After a dedicated effort led by our Data + Analytics team in collaboration with an AICPA-certified auditing firm, Linksbridge received SOC 2 attestation in February 2025. A follow-up audit in 2025 reaffirmed our SOC 2 attestation.

Real Rent Duwamish

Our Seattle headquarters is situated on the unceded ancestral lands of the Coast Salish people. In solidarity with the Duwamish Tribe, Linksbridge participates in the Real Rent program, making annual payments to Duwamish Tribal Services equal to the real estate taxes on our Seattle office.
In 2025, we paid $5,927 through this program, supporting the revival of Duwamish culture and the vitality of the Duwamish Tribe.

Carbon Emissions

Compared to the prior year, our 2025 carbon emissions fell 56% to 28.5 metric tons. Business travel remained the key driver, accounting for 85% of our emissions. In 2025, our team took fewer and shorter trips, booking less travel in emissions-intensive premium and business class.
Recognizing the negative impact of emissions stemming from our business activities, Linksbridge has purchased the following offsets through the U.N. Carbon Offset Platform:

Looking ahead

In 2025, our team responded to the massive disruptions in global health funding by deepening our collaborations with the partners best positioned to protect hard-won gains. Our joint work with WHO AFRO, VACFA, and country and global partners became more urgent and extensive. We expanded our team and entered a new strategic partnership with Africa-based counterparts.

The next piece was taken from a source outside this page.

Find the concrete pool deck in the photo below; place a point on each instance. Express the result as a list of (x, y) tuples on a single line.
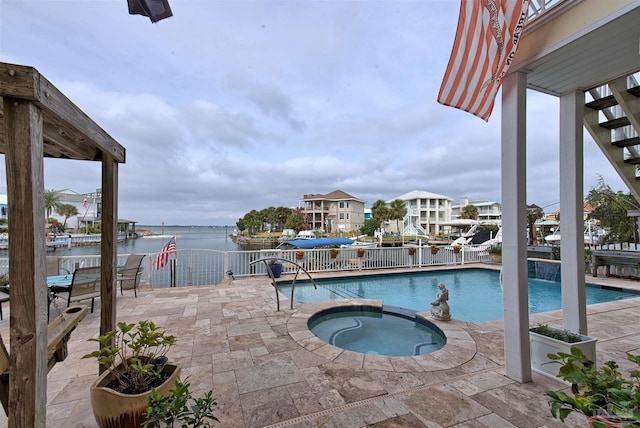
[(266, 370)]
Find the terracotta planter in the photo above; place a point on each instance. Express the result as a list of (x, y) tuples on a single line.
[(113, 409)]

Looking to 2026 and beyond, our focus will increasingly center on country partners: the national immunization programs, NITAGs, and EPI teams navigating an era of constrained resources and shifting priorities. Supporting their Gavi 6.0 preparation and vaccine portfolio optimization work is among our highest priorities. In March 2026, this commitment was on full display when Linksbridge and VACFA co-led a multi-country workshop in partnership with Gavi, University of Cape Town, and Australia’s National Centre for Immunisation Research and Surveillance, convening stakeholders from eight countries to share evidence and cross-country experience on vaccine presentation optimization, including the measles-containing vaccine dose switch. Equipping NITAGs and EPI teams with tools, financing insights under Gavi 6.0, and clearer approaches to vaccine prioritization and optimization is exactly the kind of partnership-driven work that this moment requires.

The challenges ahead are serious. Funding gaps will force difficult choices. Some programs will struggle to survive. But we have also seen that partnerships—real ones, built on trust, continuity, and shared purpose—create resilience that institutional funding alone cannot. Country teams supported by strong peer networks and reliable analytical partners are better equipped to make the evidence-based decisions that protect communities, even in a crisis.

Our priorities for the year ahead reflect this conviction:

The world our partners are working in is harder than it was. Our commitment to working alongside them—with the clarity, creativity, and care that define our partnerships—has never been stronger.